She reached out and took my hand, this small woman who’d gestated me. I assured her I would pass this message along.
As you know, in the first contest in Iowa, Senator L. Victor Love and Governor Pat Formisano tied in the Democratic primary while on the Republican side, the white separatist talk-show host Jennifer Braden defeated the president of the United States by four points, setting off a political earthquake.
In April I returned to Michigan to move my mother out of her home as the country was upended by what became known as the Great Eastern Flood. My colleagues and I had watched in awe from the offices on G Street as an astonishing confluence of hydrological events shattered our models, specifically a warm, wet winter saturating much of the Eastern Seaboard and Middle West, several tropical depressions moving from the Gulf to the Southeast, followed by three frontal cyclones, storms of phenomenal power, crossing eastward from the plains. As you well know, there was hardly a riverine municipality that did not experience some degree of flooding. Statistics are unwieldy, but I believe when viewing the flooding in aggregate, as one event, rather than a series of ill-timed, compounding disasters, FEMA will total approximately 3,800 fatalities across twenty-five states and $209 billion in damage, dwarfing Hurricane Alberto’s record-setting tally. The cities of Memphis, Nashville, St. Louis, Kansas City, Chicago, Pittsburgh, Baton Rouge, and New Orleans account for much of that human toll, as levee failures, sewer system overloads, spillway collapses, and other infrastructure failures left residents with little time to escape. It’s easy to forget that human lives exist behind the integer. I remind myself by thinking of the staff of a Missouri facility for the physically and mentally disabled who abandoned a bus full of patients in a roadway as a bridge began to wash out. The staff members escaped, and all forty patients drowned as the river flipped the bus and overtook it.
Back in Ann Arbor with my sister, her husband, Peter, and their two children, we had a glimpse of one of these extratropical cyclones, followed by four days of powerful microburst storms. The air turned green, and a tornado alarm began to blare. All the noise felt like broken glass being raked on the inside of my skin. I knew my panic was unnerving Noor and Gregory, and I had to retreat to a bathroom without windows and push the smooth side of a hairbrush over my arm to calm myself. The next day, on our way to the store, Peter and I saw homes with their walls ripped out, bikes, clothing, and lawn chairs in trees, cars blown onto their sides, and one structure where the roof had been cleanly removed. That particular storm system spawned three tornadoes across Michigan, none of which was as destructive as the flooding of the Huron River. Said Peter:
“Fuck me. Where’s Bill Paxton and Helen Hunt when you need ’em?”
In addition to the storm, my mother was insisting I go to mosque with her, and this had led to a bitter argument. She insisted it would pry me from the grip of a “great sin.”
Haniya tried to argue with her that my choices could be justified by Qur’anic text while I sat there silently, recalling my childhood when mosque and the imam terrified me. I recalled how he would take me to task for refusing to go through the motions of raka’ah, or how he ridiculed my Arabic pronunciation. Now both my mother and sister were in tears, as Hani tried to build a bridge from the dogma of our ancestors to her brother’s life. As they carried on, I marveled at how little power all of this wielded over me anymore. Finally, I left to go play trucks with Noor and Gregory.

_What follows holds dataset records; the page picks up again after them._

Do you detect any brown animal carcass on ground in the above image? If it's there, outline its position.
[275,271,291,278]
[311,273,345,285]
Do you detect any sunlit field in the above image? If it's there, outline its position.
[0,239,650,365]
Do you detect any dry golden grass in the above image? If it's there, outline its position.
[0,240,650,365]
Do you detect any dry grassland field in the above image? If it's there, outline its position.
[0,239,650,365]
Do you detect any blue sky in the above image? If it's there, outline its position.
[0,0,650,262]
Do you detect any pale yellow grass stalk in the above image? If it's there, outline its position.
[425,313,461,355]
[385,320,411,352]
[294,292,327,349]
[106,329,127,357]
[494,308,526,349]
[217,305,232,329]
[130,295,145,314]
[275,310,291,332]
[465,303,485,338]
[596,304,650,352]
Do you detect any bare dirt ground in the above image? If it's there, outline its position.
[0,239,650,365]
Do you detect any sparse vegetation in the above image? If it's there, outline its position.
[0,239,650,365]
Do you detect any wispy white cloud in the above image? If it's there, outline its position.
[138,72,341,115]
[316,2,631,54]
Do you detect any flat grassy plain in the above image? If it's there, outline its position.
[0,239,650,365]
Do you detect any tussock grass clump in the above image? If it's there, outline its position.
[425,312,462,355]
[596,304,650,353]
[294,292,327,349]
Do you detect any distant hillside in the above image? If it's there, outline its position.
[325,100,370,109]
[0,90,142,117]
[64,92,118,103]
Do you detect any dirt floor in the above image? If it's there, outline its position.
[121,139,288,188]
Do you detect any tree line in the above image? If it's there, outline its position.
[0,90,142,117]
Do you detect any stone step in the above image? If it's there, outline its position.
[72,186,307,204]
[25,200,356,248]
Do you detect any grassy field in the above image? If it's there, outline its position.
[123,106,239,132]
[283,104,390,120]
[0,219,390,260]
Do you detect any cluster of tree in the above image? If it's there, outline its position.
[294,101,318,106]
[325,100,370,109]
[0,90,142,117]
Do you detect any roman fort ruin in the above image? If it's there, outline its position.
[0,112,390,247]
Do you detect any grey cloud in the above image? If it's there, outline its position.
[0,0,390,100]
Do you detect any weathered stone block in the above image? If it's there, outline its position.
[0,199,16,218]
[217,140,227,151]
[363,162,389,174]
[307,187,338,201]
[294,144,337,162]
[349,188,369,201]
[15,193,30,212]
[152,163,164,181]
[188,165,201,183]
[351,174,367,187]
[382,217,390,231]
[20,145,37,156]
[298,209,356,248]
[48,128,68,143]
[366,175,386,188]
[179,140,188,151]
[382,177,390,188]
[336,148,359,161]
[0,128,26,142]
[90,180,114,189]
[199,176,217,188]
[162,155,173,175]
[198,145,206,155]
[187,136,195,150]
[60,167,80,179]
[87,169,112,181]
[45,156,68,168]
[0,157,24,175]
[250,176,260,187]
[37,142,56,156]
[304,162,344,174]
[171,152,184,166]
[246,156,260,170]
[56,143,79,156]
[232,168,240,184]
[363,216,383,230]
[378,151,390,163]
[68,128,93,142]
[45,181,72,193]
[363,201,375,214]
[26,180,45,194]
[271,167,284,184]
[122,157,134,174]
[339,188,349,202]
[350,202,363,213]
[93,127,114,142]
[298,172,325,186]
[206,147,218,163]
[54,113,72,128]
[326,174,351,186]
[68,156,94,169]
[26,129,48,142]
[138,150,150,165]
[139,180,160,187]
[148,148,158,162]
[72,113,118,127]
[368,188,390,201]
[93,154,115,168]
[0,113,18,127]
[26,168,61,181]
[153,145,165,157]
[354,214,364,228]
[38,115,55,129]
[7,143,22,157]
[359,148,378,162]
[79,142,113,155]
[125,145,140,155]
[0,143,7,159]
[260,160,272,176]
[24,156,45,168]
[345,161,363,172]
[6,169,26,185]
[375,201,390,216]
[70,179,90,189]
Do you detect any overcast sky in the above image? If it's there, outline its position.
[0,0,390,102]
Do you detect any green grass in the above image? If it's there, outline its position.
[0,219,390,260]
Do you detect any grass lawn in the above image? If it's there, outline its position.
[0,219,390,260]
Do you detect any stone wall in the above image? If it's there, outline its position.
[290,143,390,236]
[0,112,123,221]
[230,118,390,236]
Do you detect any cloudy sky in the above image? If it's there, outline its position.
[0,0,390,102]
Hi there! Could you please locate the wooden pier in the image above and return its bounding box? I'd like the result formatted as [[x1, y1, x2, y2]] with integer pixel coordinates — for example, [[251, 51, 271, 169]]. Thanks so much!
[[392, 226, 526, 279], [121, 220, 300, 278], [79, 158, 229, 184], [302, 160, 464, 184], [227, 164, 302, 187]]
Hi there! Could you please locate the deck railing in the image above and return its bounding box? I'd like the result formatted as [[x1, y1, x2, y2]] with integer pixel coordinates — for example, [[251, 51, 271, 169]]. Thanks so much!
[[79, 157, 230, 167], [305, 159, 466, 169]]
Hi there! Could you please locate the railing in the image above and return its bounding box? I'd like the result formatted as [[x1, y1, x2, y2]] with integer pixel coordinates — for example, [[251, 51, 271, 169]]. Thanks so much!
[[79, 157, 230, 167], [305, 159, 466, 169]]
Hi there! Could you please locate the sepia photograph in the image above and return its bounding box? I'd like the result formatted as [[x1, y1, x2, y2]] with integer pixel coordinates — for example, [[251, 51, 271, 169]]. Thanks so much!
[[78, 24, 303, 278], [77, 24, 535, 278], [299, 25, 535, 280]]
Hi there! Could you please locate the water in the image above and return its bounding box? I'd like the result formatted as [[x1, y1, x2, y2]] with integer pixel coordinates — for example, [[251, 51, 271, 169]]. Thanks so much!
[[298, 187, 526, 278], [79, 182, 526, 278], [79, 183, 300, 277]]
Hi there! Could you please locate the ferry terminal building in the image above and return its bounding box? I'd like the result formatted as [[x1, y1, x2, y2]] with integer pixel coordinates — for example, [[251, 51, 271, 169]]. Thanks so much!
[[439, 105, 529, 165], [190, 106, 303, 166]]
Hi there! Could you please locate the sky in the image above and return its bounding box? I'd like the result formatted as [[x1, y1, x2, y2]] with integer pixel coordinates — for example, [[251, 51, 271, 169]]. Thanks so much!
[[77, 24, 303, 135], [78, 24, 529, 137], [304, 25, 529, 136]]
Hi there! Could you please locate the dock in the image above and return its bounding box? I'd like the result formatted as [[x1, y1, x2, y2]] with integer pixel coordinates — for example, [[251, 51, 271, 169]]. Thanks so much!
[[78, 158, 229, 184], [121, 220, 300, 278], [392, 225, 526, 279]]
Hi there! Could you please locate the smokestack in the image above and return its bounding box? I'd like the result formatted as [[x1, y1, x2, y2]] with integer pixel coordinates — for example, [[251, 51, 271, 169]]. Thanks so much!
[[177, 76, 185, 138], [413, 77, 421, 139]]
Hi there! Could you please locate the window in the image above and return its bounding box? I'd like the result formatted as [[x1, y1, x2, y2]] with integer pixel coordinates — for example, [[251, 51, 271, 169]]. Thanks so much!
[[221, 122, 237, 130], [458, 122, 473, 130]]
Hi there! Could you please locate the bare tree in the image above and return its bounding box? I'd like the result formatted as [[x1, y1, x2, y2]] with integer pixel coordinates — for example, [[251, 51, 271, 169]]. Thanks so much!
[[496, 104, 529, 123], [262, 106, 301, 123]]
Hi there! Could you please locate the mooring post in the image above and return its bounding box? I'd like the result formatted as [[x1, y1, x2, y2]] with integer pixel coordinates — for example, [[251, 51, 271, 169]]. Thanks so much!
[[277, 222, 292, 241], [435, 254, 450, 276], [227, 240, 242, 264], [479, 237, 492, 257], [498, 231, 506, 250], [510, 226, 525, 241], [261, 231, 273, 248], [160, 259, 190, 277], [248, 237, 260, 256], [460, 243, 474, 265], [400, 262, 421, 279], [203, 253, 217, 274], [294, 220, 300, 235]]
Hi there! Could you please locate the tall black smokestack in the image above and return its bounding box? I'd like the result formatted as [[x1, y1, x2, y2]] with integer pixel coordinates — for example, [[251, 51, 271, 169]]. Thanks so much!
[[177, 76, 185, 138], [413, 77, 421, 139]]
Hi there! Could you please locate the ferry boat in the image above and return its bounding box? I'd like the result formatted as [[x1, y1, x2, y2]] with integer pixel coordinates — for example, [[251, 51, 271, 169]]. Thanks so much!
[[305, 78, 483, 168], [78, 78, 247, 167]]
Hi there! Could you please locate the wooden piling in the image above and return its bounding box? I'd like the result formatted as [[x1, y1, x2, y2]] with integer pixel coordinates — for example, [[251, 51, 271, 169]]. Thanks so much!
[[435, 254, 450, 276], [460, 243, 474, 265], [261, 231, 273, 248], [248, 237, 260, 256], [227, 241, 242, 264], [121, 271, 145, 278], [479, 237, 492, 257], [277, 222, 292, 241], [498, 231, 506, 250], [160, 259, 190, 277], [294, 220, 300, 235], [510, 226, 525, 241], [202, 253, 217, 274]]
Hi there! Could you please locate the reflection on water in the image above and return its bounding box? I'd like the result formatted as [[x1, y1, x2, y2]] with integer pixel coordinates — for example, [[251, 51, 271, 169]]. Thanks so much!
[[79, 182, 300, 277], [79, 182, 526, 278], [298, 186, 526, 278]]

That night, in my childhood bedroom where I’d once pinned up long reams of the basketball statistics I adored, Hani knocked on the door. We talked about the sale of the house until she finally asked a question I could not believe she didn’t already know the answer to: “Have you ever believed, Ashir? Maybe as a child?”
I picked up a toy model of a pirate ship I had built as a seven-year-old with our father. It had remained on the bookshelf in my old room all these years. “Not to my recollection. The first time I remember hearing the idea of God, I was five. I went to the library with Papa to try to figure out where these realms or kingdoms could possibly exist within the physical structure of the atmosphere or deep mantle. For maybe two minutes, I wondered if the beings and locales of those stories were contained in the mesosphere because it lay between the stratosphere where the jets fly and the thermosphere where astronauts would clearly bump into such marvels as akhirah. Obviously, this all collapsed rather quickly.”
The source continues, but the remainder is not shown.